His maudlin observation was interrupted as the door swung open. In came a street cleaner – highway sanitation officer, in the jargon of Westminster City Council’s multiple employment codes, complete with
luminous overjacket and cigarette wedged behind his ear. His strides, languorous and loose, brought him clumping across the floor to a point where he stood distractedly in front of Elizabeth, clutching his cap and conducting a patient examination of his nails.

‘Mornin’, Libby.’ He ignored Goodfellowe completely.

‘Good morning to you, Ted,’ she replied, extracting a folded ten-pound note from the pocket on her blouse and handing it across.
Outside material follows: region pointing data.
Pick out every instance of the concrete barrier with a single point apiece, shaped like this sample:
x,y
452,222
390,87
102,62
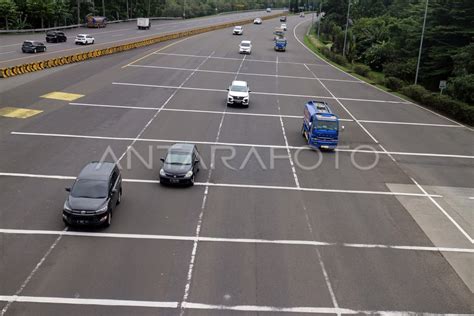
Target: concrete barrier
x,y
64,60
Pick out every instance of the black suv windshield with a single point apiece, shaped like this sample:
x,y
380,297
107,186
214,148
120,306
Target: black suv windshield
x,y
93,189
178,158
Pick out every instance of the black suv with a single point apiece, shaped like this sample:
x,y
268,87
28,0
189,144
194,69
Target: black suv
x,y
55,37
180,165
32,47
94,195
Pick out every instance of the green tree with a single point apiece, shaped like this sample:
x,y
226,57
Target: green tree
x,y
43,9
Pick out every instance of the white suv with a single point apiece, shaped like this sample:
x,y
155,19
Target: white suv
x,y
238,30
84,39
245,47
238,94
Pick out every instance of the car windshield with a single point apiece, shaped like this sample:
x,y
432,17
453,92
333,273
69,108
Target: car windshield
x,y
238,88
326,125
178,158
93,189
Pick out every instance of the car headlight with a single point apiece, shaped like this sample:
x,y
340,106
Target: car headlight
x,y
66,206
103,209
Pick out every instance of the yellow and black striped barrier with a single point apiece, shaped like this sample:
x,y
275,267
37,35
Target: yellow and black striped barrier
x,y
64,60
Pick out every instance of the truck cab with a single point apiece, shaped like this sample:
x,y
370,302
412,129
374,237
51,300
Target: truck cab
x,y
280,44
278,33
320,125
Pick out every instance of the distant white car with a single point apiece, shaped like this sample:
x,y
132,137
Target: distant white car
x,y
238,94
84,39
238,30
245,47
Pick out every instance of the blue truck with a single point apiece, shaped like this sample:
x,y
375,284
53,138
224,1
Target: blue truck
x,y
280,44
320,125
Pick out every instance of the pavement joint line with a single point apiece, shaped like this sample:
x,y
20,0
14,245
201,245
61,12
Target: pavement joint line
x,y
374,86
32,273
256,114
449,217
158,111
342,105
233,185
395,153
256,92
283,242
192,261
203,306
237,59
242,73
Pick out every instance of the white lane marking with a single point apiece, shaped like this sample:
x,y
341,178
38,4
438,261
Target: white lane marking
x,y
203,306
238,59
396,153
241,73
159,110
290,158
283,242
32,273
444,212
342,105
192,260
253,92
258,114
408,102
87,301
232,185
408,123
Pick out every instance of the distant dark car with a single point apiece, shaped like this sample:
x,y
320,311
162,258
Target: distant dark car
x,y
180,165
33,47
94,195
55,37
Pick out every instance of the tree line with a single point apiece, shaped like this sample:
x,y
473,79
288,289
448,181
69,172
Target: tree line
x,y
385,35
23,14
Ted replaced his cap with a gesture that might have been a form of awkward salute and, without passing another word, departed.

Goodfellowe sat mesmerized. ‘A man of restricted vocabulary,’ he muttered, ‘but apparently very flexible understanding of the street sweeper’s book of rules. Have I just seen a backhander being passed?’

‘Backhanders are for cynics,’ Elizabeth chided, ‘and totally unnecessary in this island of opportunity which you politicians have created, where the streets are not only paved with gold but always swept scrupulously clean. Particularly outside busy restaurants.’

‘Tell me that wasn’t a backhander.’

Elizabeth gave the point careful, even extravagant consideration before replying. ‘This is the way it works. Ted is my turf adviser. He advises me on the turf. Once a week I give him ten pounds to place on a horse he fancies – after all, what do we Irish lasses understand about such things? He’s very conscientious, regular as rain. Never offers an ungentlemanly word. And who knows, one day I might even win. In the meantime he and his crew do a wonderful job
with those messy black bags on the pavement outside, don’t you think?’